Giga Information Group issues new report on key trends for 2001

September 15, 2000 -- Giga has identified six key e-business trends that clients should consider in preparing their strategic plans for 2001:

(1) Multiple business-to-business electronic channel order management  companies will exchange orders and responses with other companies through a variety of e-channels, including bilaterally through system-to-system integration via electronic data exchange (EDI), through extranets and through Internet e-marketplaces and transaction hubs. Companies will need to determine which e-channel to use for which customer or supplier.

(2) Supply chain vs. demand chain management  Intercompany interactions will expand beyond orders and responses to include less structured transactions such as collaborative planning, forecasting, problem resolution and common-customer service or marketing. The issue is whether this will be done up the value chain through supply chain management solutions, or down the value chain through customer relationship management (CRM) solutions.

(3) The re-emergence of one-to-many buy-side and sell-side solutions  e-marketplaces have arisen because of the limitations of one-to-many e-commerce solutions. However, companies will still need to have multi-e-channel buy-side and sell-side solutions to interface with the multiple electronic channels they deal with.

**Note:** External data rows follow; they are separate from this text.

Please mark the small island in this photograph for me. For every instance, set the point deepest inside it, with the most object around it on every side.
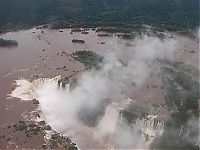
(7, 43)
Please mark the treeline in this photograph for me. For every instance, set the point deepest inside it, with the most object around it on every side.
(175, 15)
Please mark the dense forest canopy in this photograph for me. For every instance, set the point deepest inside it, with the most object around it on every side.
(165, 14)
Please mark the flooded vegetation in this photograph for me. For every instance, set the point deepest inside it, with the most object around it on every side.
(99, 74)
(8, 43)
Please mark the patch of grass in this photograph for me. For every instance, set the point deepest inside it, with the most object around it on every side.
(4, 42)
(88, 58)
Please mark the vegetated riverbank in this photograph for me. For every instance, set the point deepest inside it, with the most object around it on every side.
(50, 55)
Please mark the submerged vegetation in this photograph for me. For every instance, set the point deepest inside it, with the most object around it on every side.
(88, 58)
(4, 42)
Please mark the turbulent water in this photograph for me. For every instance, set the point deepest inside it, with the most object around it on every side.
(100, 96)
(59, 112)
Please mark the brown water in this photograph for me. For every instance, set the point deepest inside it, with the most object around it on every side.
(41, 54)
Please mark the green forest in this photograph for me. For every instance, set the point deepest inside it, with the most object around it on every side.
(171, 15)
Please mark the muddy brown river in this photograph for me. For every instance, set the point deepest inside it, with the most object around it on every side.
(45, 54)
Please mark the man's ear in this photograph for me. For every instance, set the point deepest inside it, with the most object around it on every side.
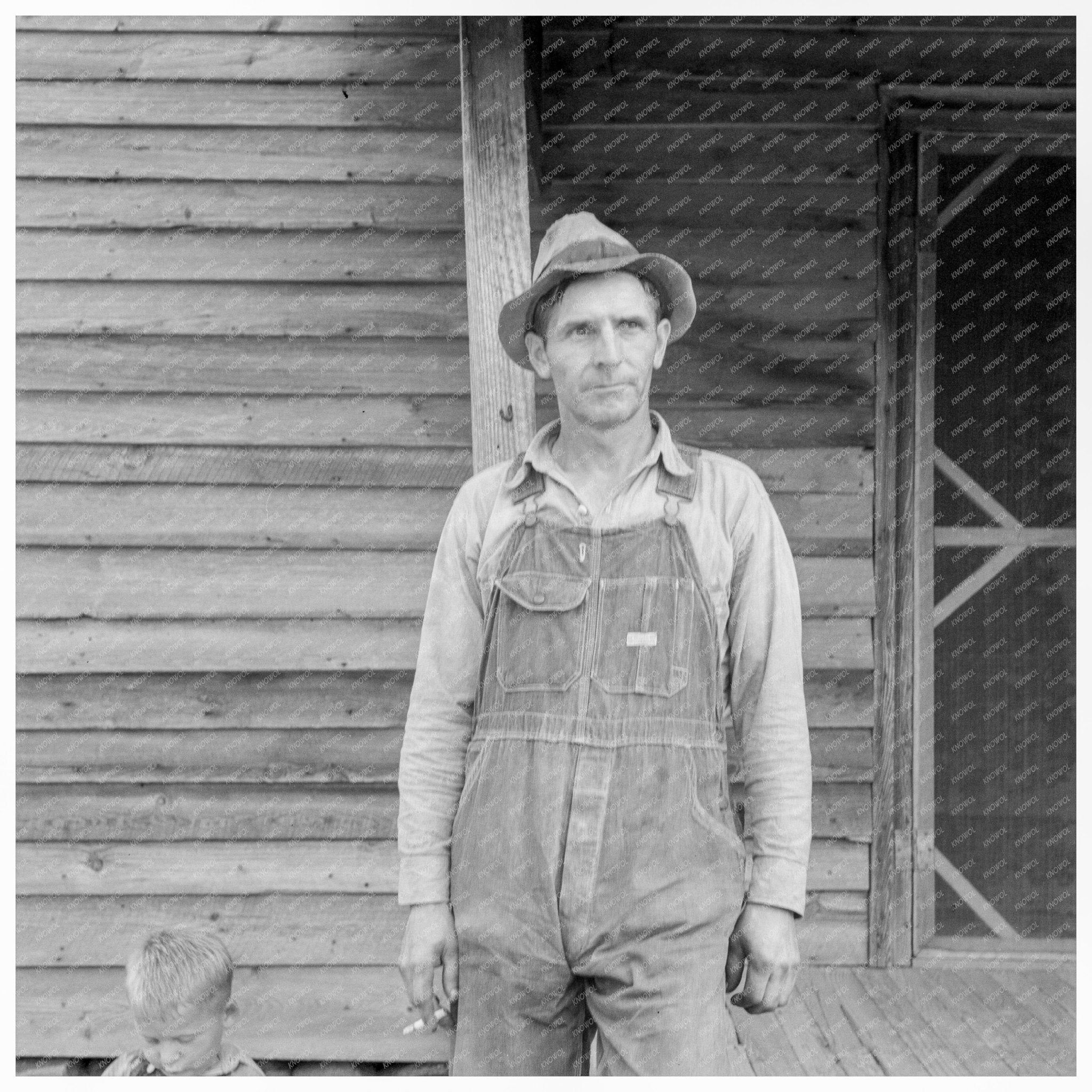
(663, 332)
(536, 353)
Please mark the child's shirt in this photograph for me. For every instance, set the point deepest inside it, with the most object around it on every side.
(233, 1063)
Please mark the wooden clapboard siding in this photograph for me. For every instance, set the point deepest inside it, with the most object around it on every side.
(256, 868)
(295, 1013)
(331, 518)
(131, 203)
(280, 929)
(837, 701)
(267, 214)
(177, 104)
(827, 471)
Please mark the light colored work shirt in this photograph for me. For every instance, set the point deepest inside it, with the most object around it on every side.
(748, 572)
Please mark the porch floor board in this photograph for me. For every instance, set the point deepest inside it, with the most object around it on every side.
(986, 1019)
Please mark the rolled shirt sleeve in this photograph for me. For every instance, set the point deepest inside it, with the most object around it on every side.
(766, 689)
(441, 702)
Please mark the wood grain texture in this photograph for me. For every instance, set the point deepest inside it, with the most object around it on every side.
(244, 365)
(124, 583)
(271, 310)
(498, 225)
(269, 206)
(258, 868)
(237, 104)
(832, 471)
(71, 647)
(839, 704)
(279, 154)
(216, 700)
(379, 26)
(349, 257)
(332, 518)
(253, 58)
(284, 1011)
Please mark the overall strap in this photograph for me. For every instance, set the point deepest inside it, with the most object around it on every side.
(677, 485)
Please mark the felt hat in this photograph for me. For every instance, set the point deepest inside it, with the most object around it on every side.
(579, 244)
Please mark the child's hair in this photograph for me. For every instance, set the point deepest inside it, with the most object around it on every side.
(176, 969)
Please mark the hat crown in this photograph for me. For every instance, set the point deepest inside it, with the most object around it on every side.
(579, 237)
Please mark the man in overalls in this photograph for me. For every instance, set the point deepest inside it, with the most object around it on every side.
(566, 838)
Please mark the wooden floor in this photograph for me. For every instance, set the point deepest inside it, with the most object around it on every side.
(958, 1018)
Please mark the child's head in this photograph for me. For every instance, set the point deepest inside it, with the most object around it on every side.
(179, 984)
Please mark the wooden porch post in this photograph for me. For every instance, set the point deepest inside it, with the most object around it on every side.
(496, 209)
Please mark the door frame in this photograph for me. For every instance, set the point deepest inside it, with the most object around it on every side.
(903, 856)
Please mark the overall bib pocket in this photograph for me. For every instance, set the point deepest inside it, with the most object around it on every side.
(541, 629)
(645, 635)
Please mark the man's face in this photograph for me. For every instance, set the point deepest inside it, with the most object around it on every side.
(602, 346)
(186, 1043)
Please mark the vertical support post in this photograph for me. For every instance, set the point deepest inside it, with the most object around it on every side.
(924, 878)
(497, 226)
(890, 900)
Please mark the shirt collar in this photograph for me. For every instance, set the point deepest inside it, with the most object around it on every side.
(540, 457)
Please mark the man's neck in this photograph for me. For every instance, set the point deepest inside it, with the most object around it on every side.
(603, 456)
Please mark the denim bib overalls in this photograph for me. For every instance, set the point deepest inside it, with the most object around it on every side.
(597, 871)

(4) Multichannel business-to-consumer (B2C) sales and service through people in stores, with people over the telephone or electronically over the Internet. Businesses will interact with customers through all these channels.

(5) The persistence of p (people) business  growing use of electronic channels for routine transactions will increase the role of people in value-added transactions like product sales, CRM or vendor relationship management. The IT challenge will be to enable people with the right technology.

(6) Re-engineering of (primarily) internal processes such as risk management, HR, finance, product development or production through internal use of Internet technologies. The question is whether existing ERP solutions based on backward-looking best practice processes will prevail, or be replaced by new approaches offered by ERP vendors or knowledge management vendors that build new processes based on the forward-looking ideas of people.